Season two followed a similar format as last time with each team scoring each other out of ten based on the house, location/nearby attractions, value for money, and quality of a good night's sleep. It saw the return of season one judge Juliet Ashworth, as well as a new additional judge, Laurence Llewelyn-Bowen. Each judge also scored the team's house out of ten.
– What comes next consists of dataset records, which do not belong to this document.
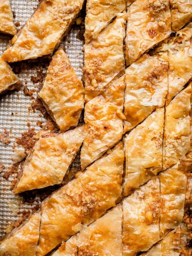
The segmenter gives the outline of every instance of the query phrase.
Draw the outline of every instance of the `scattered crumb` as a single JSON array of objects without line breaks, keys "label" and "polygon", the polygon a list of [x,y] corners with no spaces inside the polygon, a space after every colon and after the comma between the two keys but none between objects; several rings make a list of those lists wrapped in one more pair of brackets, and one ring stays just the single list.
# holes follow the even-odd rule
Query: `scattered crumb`
[{"label": "scattered crumb", "polygon": [[9,144],[11,142],[10,138],[9,137],[9,132],[6,128],[4,128],[4,132],[0,132],[0,141],[4,144]]},{"label": "scattered crumb", "polygon": [[37,98],[36,100],[32,101],[28,110],[29,111],[32,110],[34,113],[35,113],[36,110],[39,110],[43,115],[45,118],[47,118],[49,116],[41,100],[38,98]]},{"label": "scattered crumb", "polygon": [[18,172],[18,169],[20,163],[20,162],[18,162],[12,164],[11,167],[3,175],[3,178],[8,180],[10,176],[14,173],[17,173]]},{"label": "scattered crumb", "polygon": [[42,71],[37,71],[36,76],[31,76],[31,81],[33,82],[33,84],[39,82],[42,83],[43,82],[44,76],[44,74]]},{"label": "scattered crumb", "polygon": [[22,146],[25,149],[25,154],[26,156],[28,154],[35,145],[35,140],[33,136],[36,134],[35,128],[29,128],[27,131],[23,132],[21,138],[16,139],[17,144]]},{"label": "scattered crumb", "polygon": [[29,210],[27,211],[24,210],[22,212],[19,212],[18,214],[21,214],[21,216],[17,220],[12,222],[11,224],[7,226],[6,228],[6,234],[7,234],[9,233],[13,229],[18,227],[22,222],[28,218],[30,213]]},{"label": "scattered crumb", "polygon": [[5,166],[1,162],[0,162],[0,172],[5,169]]},{"label": "scattered crumb", "polygon": [[19,21],[17,21],[17,22],[15,22],[15,24],[16,27],[20,27],[21,25]]},{"label": "scattered crumb", "polygon": [[32,96],[35,92],[36,92],[35,89],[29,89],[26,85],[25,85],[23,88],[23,92],[25,95]]}]

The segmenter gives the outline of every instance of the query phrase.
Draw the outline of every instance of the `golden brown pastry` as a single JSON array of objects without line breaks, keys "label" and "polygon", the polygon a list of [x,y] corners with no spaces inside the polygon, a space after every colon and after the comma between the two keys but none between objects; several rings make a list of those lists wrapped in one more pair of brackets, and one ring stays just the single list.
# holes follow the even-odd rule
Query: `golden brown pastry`
[{"label": "golden brown pastry", "polygon": [[171,28],[177,31],[192,19],[190,0],[169,0]]},{"label": "golden brown pastry", "polygon": [[85,43],[96,38],[118,13],[125,9],[125,0],[88,0],[84,34]]},{"label": "golden brown pastry", "polygon": [[164,237],[183,220],[187,177],[180,171],[178,164],[159,174],[161,187],[160,235]]},{"label": "golden brown pastry", "polygon": [[14,62],[52,54],[82,8],[84,0],[44,0],[2,55]]},{"label": "golden brown pastry", "polygon": [[61,131],[77,126],[84,107],[84,89],[61,48],[52,58],[38,95]]},{"label": "golden brown pastry", "polygon": [[0,242],[0,255],[35,256],[39,236],[40,212]]},{"label": "golden brown pastry", "polygon": [[76,236],[74,236],[61,245],[52,256],[78,256]]},{"label": "golden brown pastry", "polygon": [[77,239],[79,256],[121,255],[122,215],[119,205],[89,227],[84,226]]},{"label": "golden brown pastry", "polygon": [[27,157],[14,193],[61,183],[85,135],[81,126],[40,138]]},{"label": "golden brown pastry", "polygon": [[0,94],[8,90],[18,89],[21,85],[11,68],[0,57]]},{"label": "golden brown pastry", "polygon": [[191,256],[191,234],[183,223],[168,234],[142,256]]},{"label": "golden brown pastry", "polygon": [[120,142],[42,203],[37,256],[43,256],[116,205],[122,191],[124,154]]},{"label": "golden brown pastry", "polygon": [[123,201],[123,256],[146,251],[159,240],[160,194],[157,176]]},{"label": "golden brown pastry", "polygon": [[120,199],[124,158],[123,145],[120,142],[80,177],[83,224],[89,225],[98,219]]},{"label": "golden brown pastry", "polygon": [[125,15],[119,14],[97,38],[84,46],[85,99],[102,93],[124,71]]},{"label": "golden brown pastry", "polygon": [[163,169],[177,164],[190,150],[191,85],[179,92],[165,108]]},{"label": "golden brown pastry", "polygon": [[83,170],[122,137],[124,79],[123,75],[85,105],[84,120],[87,135],[81,151]]},{"label": "golden brown pastry", "polygon": [[145,54],[125,70],[124,132],[144,120],[165,103],[167,92],[167,51]]},{"label": "golden brown pastry", "polygon": [[[192,8],[192,4],[191,6]],[[168,41],[169,65],[167,105],[192,77],[192,40],[191,22]]]},{"label": "golden brown pastry", "polygon": [[157,109],[126,135],[124,196],[162,170],[164,114]]},{"label": "golden brown pastry", "polygon": [[171,34],[168,0],[137,0],[128,9],[127,65]]},{"label": "golden brown pastry", "polygon": [[0,31],[11,35],[17,33],[9,0],[0,0]]}]

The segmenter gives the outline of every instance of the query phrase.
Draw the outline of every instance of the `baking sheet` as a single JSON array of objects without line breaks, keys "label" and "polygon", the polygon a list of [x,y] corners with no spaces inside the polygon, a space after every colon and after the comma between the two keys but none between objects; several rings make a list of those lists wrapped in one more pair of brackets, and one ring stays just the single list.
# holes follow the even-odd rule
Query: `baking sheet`
[{"label": "baking sheet", "polygon": [[[38,0],[11,0],[10,2],[12,11],[15,15],[14,21],[19,21],[20,26],[23,26],[34,13],[39,3]],[[20,27],[20,26],[18,27],[17,28],[19,29]],[[61,45],[64,47],[77,75],[81,78],[84,43],[79,39],[80,32],[79,28],[73,26]],[[1,54],[6,49],[10,38],[10,37],[0,34]],[[17,67],[19,68],[16,68],[16,71],[19,72],[17,75],[24,85],[26,85],[29,89],[37,90],[38,84],[34,84],[31,81],[31,77],[32,76],[36,76],[38,71],[45,72],[47,65],[44,65],[43,61],[41,62],[42,63],[32,66],[27,61],[18,62],[12,66],[15,68]],[[34,93],[33,96],[36,98],[36,93]],[[8,181],[3,177],[5,172],[12,164],[12,157],[15,153],[15,150],[19,148],[16,144],[15,148],[13,148],[15,139],[20,137],[22,132],[28,130],[27,123],[29,122],[31,128],[34,127],[37,132],[41,128],[36,125],[36,122],[38,121],[46,122],[43,117],[39,116],[40,113],[39,111],[36,110],[35,113],[29,111],[28,108],[34,100],[24,94],[23,87],[19,92],[8,92],[5,95],[0,96],[0,132],[3,132],[4,128],[6,128],[10,132],[11,139],[10,143],[7,145],[0,142],[0,163],[5,167],[5,169],[0,173],[0,238],[5,234],[6,228],[7,229],[11,223],[22,216],[24,210],[32,211],[34,209],[34,206],[40,203],[38,194],[31,202],[24,202],[22,196],[13,195],[10,187],[11,181],[14,179],[14,175],[13,177],[10,177]],[[74,163],[76,166],[78,164],[78,160],[77,157]],[[34,196],[35,196],[35,195]]]}]

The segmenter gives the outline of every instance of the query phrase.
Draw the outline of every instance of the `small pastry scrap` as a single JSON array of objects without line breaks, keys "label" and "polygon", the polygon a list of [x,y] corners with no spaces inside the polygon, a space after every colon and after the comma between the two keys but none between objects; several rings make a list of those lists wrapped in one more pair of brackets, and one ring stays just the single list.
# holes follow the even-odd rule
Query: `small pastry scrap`
[{"label": "small pastry scrap", "polygon": [[192,3],[188,0],[169,0],[171,28],[178,31],[192,19]]},{"label": "small pastry scrap", "polygon": [[40,138],[26,158],[14,193],[61,183],[85,135],[83,126]]},{"label": "small pastry scrap", "polygon": [[124,80],[124,75],[85,105],[84,120],[87,135],[81,151],[82,170],[122,138]]},{"label": "small pastry scrap", "polygon": [[[190,221],[191,219],[190,219]],[[154,245],[141,256],[190,256],[191,229],[189,229],[184,223],[172,231],[161,241]]]},{"label": "small pastry scrap", "polygon": [[88,0],[85,20],[85,43],[92,38],[97,38],[101,30],[125,7],[125,0]]},{"label": "small pastry scrap", "polygon": [[124,72],[123,53],[125,15],[114,20],[84,46],[85,99],[87,102],[102,93]]},{"label": "small pastry scrap", "polygon": [[89,227],[84,226],[77,241],[79,256],[121,255],[122,214],[119,205]]},{"label": "small pastry scrap", "polygon": [[128,8],[127,65],[168,37],[171,33],[168,0],[136,0]]},{"label": "small pastry scrap", "polygon": [[192,77],[192,40],[191,22],[168,41],[169,65],[167,105]]},{"label": "small pastry scrap", "polygon": [[144,120],[156,107],[165,104],[168,86],[167,52],[156,50],[161,55],[157,52],[152,56],[145,54],[125,70],[124,132]]},{"label": "small pastry scrap", "polygon": [[0,57],[0,94],[9,90],[18,89],[21,84],[11,68]]},{"label": "small pastry scrap", "polygon": [[14,62],[52,54],[82,8],[84,0],[44,0],[3,54]]},{"label": "small pastry scrap", "polygon": [[160,194],[156,176],[123,200],[123,256],[134,256],[159,240]]},{"label": "small pastry scrap", "polygon": [[39,236],[40,212],[16,228],[0,242],[0,255],[35,256]]},{"label": "small pastry scrap", "polygon": [[164,112],[157,109],[125,138],[124,196],[162,170]]},{"label": "small pastry scrap", "polygon": [[9,0],[0,2],[0,32],[12,35],[17,33]]},{"label": "small pastry scrap", "polygon": [[187,177],[178,164],[159,174],[161,188],[160,232],[162,238],[182,221]]},{"label": "small pastry scrap", "polygon": [[76,236],[72,236],[66,243],[62,243],[52,256],[78,256]]},{"label": "small pastry scrap", "polygon": [[38,95],[61,131],[77,126],[84,107],[84,89],[61,48],[52,58]]},{"label": "small pastry scrap", "polygon": [[78,232],[82,223],[90,224],[116,205],[122,192],[124,160],[119,142],[43,203],[37,256],[47,254]]},{"label": "small pastry scrap", "polygon": [[191,84],[179,92],[166,107],[163,169],[177,164],[190,150]]}]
The two teams that scored the highest faced off in the finals.

====Round 1====
- Episodes 1 to 5
- Air date — 7 to 14 November
- Description — The first of the two instant hotel groups are introduced into the competition in Round 1. The highest scoring team at the end of this round will go through to Grand Final.